そういった女生徒たちの間でよく燃えた噂が、騒ぎたいだけの人種の耳に入り今となって水上に、というのが事の真相だ。ボーダー隊員というだけで人の注目を集めることに加わり彼女の有無というのは話題作りにはもってこい、ということである。
何も忘れた頃にやって来なくとも、と綺が訪れた時期と照らし合わせ、そろそろ考査の結果が出る頃などとカレンダーを見る水上の前に誰かが座る。他の組に行っていた穂刈が水上を見た。
「無いのか、写真は。彼女の」
「本気で言うとる?」
「冗談だ」
「ほんま、寂しいおひとり様に対してなんちゅー噂やねん」
「でも、腕を組んで歩いていたって」
「村上ぃ、お前もか」
柔らかな面持ちで、言うことは鋭い村上に悪気が無いことは分かっている。不思議そうに首を傾げる村上に、水上は大きな溜め息を吐く。村上の言葉には何も間違いがなく、確かに腕を組んでいた水上はそれ以上言えず閉口した。何を言っても面白がられるに決まっている。ここに王子が居なくて良かったと、水上は切に思った。
「てことあったんよ」
「やば、うける」
「うけんな」
「てか、え〜ごめん。手ぇ繋ぐくらいにしとけば良きだった?」
「そうやないねんな〜」
隣で新作に舌鼓を打つ綺を見る。水上の手にも同じ店のカップが握られているが、中身は面白味も何もないカフェラテだ。壁際のふたり席で額を突き合わせ、騒がしくならないように声を潜める。気を抜くと自然と声の大きくなる綺の場合、外で話しながら飲むことが常だが、水上からの話を聞いた以上、外で見られでもすればまた水上が困るだろうと綺は店内を選んだ。それに気付かない水上ではなく、綺があれこれ考えるものでもないが好意は素直に受け取ることにして、こうしてテーブルに頬杖をついている。

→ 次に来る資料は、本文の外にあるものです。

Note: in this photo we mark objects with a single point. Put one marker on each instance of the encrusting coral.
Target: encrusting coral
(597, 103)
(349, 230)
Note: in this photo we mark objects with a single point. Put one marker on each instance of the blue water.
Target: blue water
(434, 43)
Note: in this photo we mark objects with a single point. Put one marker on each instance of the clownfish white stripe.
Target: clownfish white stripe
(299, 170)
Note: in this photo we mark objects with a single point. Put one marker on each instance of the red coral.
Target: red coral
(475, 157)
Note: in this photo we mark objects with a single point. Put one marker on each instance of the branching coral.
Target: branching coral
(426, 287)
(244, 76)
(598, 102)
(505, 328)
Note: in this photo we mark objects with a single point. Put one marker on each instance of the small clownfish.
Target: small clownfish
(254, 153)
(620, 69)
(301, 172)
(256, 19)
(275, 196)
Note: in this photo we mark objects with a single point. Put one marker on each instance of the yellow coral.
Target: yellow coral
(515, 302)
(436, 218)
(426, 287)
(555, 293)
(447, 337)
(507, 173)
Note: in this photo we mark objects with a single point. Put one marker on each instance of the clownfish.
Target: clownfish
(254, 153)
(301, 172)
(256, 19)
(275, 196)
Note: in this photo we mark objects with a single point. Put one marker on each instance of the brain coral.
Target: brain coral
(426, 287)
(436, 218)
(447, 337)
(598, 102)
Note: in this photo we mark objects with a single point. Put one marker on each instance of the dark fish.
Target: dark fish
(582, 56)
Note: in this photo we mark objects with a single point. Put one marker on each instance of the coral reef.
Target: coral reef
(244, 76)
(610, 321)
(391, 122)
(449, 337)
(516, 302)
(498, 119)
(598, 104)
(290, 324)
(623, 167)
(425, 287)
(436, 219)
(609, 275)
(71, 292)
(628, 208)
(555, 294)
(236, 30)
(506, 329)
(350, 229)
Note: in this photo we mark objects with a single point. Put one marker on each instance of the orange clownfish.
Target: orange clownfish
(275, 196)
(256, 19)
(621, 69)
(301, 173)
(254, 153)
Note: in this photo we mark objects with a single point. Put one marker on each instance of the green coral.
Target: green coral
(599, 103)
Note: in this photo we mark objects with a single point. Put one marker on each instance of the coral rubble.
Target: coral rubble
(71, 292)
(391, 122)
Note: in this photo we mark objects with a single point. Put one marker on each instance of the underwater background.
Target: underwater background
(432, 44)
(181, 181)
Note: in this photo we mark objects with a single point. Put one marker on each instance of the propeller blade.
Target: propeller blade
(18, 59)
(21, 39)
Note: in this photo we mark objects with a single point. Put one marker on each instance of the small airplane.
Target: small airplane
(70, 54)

正面に座る綺はホイップクリームとの格闘を繰り広げていたが、諦めてスプーンに頼ることにしたらしい。蓋を開けようとする綺を制し、水上が代わりに開けてやる。その爪ではあらぬところに引っ掛けて大惨事になりそうだという心配からだった。嬉しそうに受け取りスプーンを刺すのを見とめ、水上はカップに口をつける。コーヒーに混ざるミルクではない、何か柔らかいものが内側を満たしていく感覚がした。
「あれだけで噂になんだね」
「……噂やのうて本当にしとくか?」
「あははははは」
「何わろてんねん」
「だって、あたし上サマの好みのタイプじゃないっしょ」
爆笑とは予想外の返しに呆気に取られる水上に、あっけらかんと綺が言う。それは、何の淀みも蟠るものもない綺の本心だと、水上は直ぐに見抜いた。確かに水上の発言は冗談であり、綺に対してであれば大丈夫だろうといった甘えからの言葉だ。思惑の通り、綺は困惑することも本気にすることもなく、水上の求めていた反応を返した。それは良かった、だがしかし、その先の返しは流石の水上も予想はしていなかったのだ。否、しようと思えばできたことをしなかったのである。

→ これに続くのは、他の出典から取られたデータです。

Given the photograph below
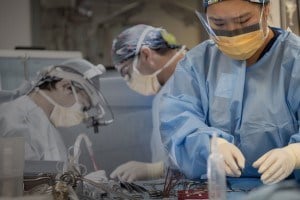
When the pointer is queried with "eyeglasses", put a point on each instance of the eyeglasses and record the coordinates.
(124, 67)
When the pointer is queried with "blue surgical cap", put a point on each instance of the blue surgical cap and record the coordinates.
(125, 44)
(206, 3)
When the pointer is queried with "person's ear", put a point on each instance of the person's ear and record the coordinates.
(64, 86)
(146, 54)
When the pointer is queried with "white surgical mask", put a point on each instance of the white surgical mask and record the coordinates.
(65, 116)
(148, 84)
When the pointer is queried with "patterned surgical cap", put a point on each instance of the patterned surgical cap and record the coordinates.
(206, 3)
(124, 45)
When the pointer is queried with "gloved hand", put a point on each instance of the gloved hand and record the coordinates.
(97, 176)
(233, 157)
(133, 170)
(277, 164)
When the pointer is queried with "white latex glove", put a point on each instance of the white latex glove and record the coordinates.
(277, 164)
(233, 157)
(97, 176)
(133, 170)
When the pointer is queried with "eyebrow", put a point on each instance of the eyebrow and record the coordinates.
(233, 18)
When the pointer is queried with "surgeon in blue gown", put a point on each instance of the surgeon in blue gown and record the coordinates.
(146, 57)
(244, 85)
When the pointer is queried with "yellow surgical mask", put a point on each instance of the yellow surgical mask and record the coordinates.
(242, 47)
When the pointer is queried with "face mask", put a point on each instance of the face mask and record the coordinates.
(65, 116)
(242, 47)
(148, 84)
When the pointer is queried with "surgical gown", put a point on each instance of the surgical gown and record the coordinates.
(22, 117)
(256, 107)
(158, 151)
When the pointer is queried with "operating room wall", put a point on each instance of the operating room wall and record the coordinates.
(15, 23)
(91, 25)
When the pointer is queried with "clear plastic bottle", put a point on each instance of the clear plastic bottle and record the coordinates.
(216, 173)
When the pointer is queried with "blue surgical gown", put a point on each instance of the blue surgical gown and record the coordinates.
(22, 117)
(256, 107)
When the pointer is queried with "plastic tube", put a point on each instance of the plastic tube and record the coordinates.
(216, 173)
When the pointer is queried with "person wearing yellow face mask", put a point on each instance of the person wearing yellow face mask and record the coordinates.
(146, 57)
(243, 84)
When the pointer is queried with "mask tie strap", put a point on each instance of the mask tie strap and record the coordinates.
(182, 49)
(74, 93)
(49, 99)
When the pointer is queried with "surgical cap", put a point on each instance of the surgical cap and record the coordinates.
(206, 3)
(125, 44)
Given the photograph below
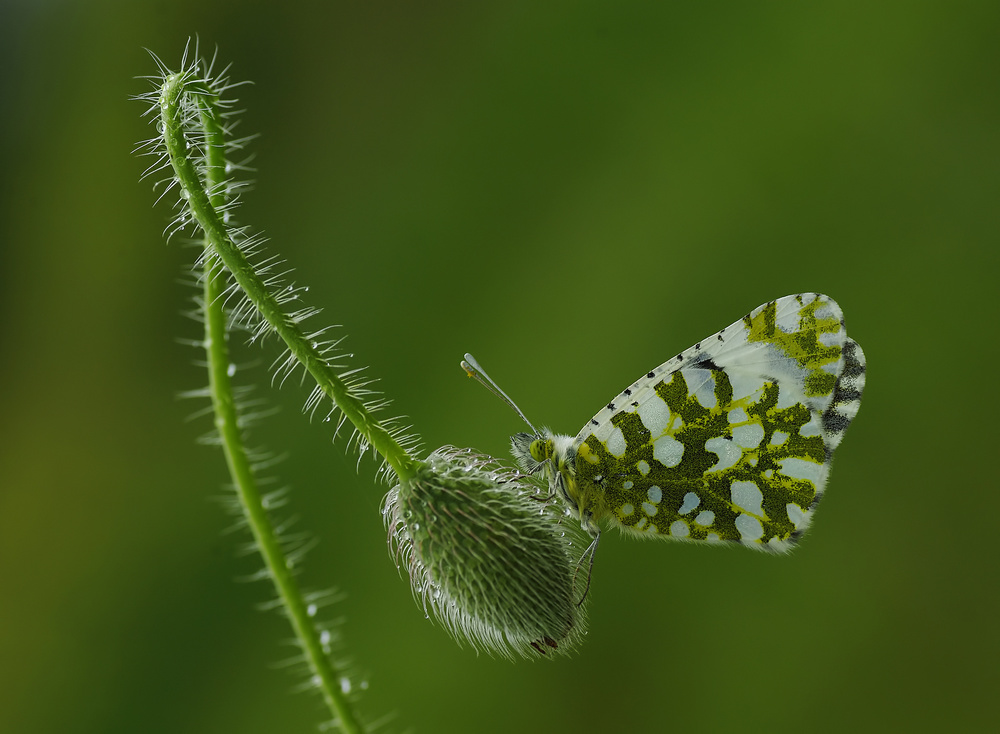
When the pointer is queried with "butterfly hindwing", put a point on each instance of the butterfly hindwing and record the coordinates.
(730, 440)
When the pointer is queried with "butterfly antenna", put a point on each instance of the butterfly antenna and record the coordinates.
(472, 369)
(591, 551)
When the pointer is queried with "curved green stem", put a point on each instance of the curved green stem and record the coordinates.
(226, 421)
(218, 237)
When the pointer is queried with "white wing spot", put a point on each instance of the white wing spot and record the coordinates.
(616, 443)
(745, 384)
(668, 451)
(812, 428)
(748, 436)
(738, 415)
(701, 385)
(800, 469)
(749, 527)
(655, 415)
(679, 529)
(728, 452)
(747, 497)
(690, 504)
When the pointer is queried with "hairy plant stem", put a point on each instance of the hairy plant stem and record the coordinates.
(205, 206)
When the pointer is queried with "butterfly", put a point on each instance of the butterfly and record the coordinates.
(730, 441)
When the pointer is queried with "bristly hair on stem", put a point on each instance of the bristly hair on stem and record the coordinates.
(496, 567)
(194, 145)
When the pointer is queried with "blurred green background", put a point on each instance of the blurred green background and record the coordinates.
(524, 181)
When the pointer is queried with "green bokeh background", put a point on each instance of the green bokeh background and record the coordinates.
(573, 192)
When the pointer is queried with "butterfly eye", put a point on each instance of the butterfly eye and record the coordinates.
(540, 449)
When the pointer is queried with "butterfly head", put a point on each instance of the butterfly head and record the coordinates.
(555, 456)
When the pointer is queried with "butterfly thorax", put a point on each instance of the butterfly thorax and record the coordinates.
(555, 455)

水上は水上なりに綺に対して情を掛けていたし、好意を持って接していた。だというのに、綺の物言いは水上の思いがまるで届いていないと感じとれた。ここまで手をかける水上が綺に対して全く、微塵も、微生物ほどにも好意を抱いていないと本当に思っているのかと、何も気付いていない綺が水上は恐ろしくなった。
きょとり、と見詰めてくるヘーゼルに、水上は返す言葉を見付けられなかった。勝手に期待して、勝手に落胆して、なんと身勝手なことか。水上の人となりを全て理解していない綺に求めるものではなかったのだ。
舞い上がっていたのは水上の方なのかもしれない。
「上サマにはさぁ、黒髪で清楚系な、えっとあれ、やまとなでしこだっけ? そーいう子が似合うって」
ほとんど氷しか残っていない中身をストローでかき混ぜながら綺が笑う。口にする全てが綺とは真逆で水上はつい笑いそうになった。誤魔化すように口を付けた水上のカップにも中身はほとんど残っていなかった。
「確かにお前とはちゃうなぁ」
「でしょ」
「けど、お前も悪くないで」
「他の子と競ったら負けるっしょ、絶対」
綺が数度瞬き、怪訝そうに水上をねめつけることも気にせず中身を飲み干した水上はカップを潰して席を立つ。
タイプではないからと土俵にすら乗らない綺を、これからどう引き摺り上げるか、今の水上の頭にはこれからの展開が着々と読まれていた。
せめて与えた分の好意には気付けと、後ろをついて来る綺の額を小突いた。